Escritura de funciones#
Última modificación: Mayo 14, 2022 | YouTube
El código debe ser corto#
[ ]:
#
# Cuánto tiempo requiere para entender el siguiente código que
# extrae los conjuntos train y test de un dataset para entrenar
# un modelo de ML?
#
def get_datasets(
use_cut_points=True,
use_quantiles=True,
extract_titles=True,
generate_dummies=True,
dummies_columns=None,
):
application_path = pathlib.Path(__file__).parent.parent.parent.absolute()
train = pd.read_csv(application_path / "katas/data/titanic/train.csv")
test = pd.read_csv(application_path / "katas/data/titanic/test.csv")
if use_cut_points and not use_quantiles:
cut_points = [-1, 0, 5, 12, 18, 35, 60, 100]
label_names = [
"Missing",
"Infant",
"Child",
"Teenager",
"Young Adult",
"Adult",
"Senior",
]
train["Age"] = train["Age"].fillna(-0.5)
train["Age_categories"] = pd.cut(train["Age"], cut_points, labels=label_names)
test["Age"] = test["Age"].fillna(-0.5)
test["Age_categories"] = pd.cut(test["Age"], cut_points, labels=label_names)
elif use_quantiles and not use_cut_points:
train["Age"] = train.Age.fillna(train.Age.median())
test["Age"] = test.Age.fillna(test.Age.median())
train["Age_categories"] = pd.qcut(train.Age, q=4, labels=False)

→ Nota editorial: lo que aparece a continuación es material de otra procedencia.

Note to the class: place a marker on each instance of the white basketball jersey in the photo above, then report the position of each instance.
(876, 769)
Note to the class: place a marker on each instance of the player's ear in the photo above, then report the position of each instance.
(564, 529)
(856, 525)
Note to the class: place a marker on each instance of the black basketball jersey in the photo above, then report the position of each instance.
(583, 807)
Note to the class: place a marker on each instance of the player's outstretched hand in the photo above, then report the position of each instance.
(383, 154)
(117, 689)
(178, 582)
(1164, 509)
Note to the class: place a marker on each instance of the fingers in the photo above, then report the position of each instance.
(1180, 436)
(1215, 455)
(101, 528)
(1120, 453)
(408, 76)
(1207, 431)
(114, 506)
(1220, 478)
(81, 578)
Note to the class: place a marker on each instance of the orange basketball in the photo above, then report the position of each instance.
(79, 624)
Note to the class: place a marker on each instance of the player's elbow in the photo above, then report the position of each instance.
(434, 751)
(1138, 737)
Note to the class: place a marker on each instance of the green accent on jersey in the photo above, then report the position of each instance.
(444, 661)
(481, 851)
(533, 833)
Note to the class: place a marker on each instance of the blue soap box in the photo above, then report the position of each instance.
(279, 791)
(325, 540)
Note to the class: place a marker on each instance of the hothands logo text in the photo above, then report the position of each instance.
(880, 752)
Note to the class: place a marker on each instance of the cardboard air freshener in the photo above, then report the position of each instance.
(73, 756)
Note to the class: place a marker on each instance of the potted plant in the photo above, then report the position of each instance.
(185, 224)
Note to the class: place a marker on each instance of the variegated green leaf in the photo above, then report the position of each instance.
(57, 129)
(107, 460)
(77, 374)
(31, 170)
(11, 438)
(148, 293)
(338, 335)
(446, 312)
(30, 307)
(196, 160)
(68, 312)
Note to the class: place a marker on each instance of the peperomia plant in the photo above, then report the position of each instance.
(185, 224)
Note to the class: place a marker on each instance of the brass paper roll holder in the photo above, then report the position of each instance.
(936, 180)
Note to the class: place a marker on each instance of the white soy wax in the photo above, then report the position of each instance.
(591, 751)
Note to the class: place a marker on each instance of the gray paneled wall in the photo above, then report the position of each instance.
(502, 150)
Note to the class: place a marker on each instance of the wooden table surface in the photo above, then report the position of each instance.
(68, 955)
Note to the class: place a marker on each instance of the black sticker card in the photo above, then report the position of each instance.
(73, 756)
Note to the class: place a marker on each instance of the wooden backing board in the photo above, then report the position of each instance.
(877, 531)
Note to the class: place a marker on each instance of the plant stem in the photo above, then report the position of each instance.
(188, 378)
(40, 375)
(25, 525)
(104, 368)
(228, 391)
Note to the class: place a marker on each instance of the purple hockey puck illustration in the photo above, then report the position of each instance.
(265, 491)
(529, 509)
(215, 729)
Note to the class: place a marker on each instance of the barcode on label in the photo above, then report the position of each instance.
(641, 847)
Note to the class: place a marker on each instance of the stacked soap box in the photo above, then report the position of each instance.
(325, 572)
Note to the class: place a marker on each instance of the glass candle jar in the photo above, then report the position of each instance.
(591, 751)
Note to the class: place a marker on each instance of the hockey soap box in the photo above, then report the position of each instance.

test["Age_categories"] = pd.qcut(test.Age, q=4, labels=False)
if extract_titles:
train["Title"] = train.Name.apply(
lambda x: re.search(" ([A-Z][a-z]+)\.", x).group(1)
)
test["Title"] = test.Name.apply(
lambda x: re.search(" ([A-Z][a-z]+)\.", x).group(1)
)
train["Title"] = train["Title"].replace(
{"Mlle": "Miss", "Mme": "Mrs", "Ms": "Miss"}
)
train["Title"] = train["Title"].replace(
[
"Don",
"Dona",
"Rev",
"Dr",
"Major",
"Lady",
"Sir",
"Col",
"Capt",
"Countess",
"Jonkheer",
]
)
test["Title"] = test["Title"].replace(
{"Mlle": "Miss", "Mme": "Mrs", "Ms": "Miss"}
)
if generate_dummies and dummies_columns:
for column_name in dummies_columns:
if (
column_name == "Age_categories"
and not use_cut_points
and not use_quantiles
):
continue
if column_name == "Title" and not extract_titles:
continue
else:
dummies = pd.get_dummies(train[column_name], prefix=column_name)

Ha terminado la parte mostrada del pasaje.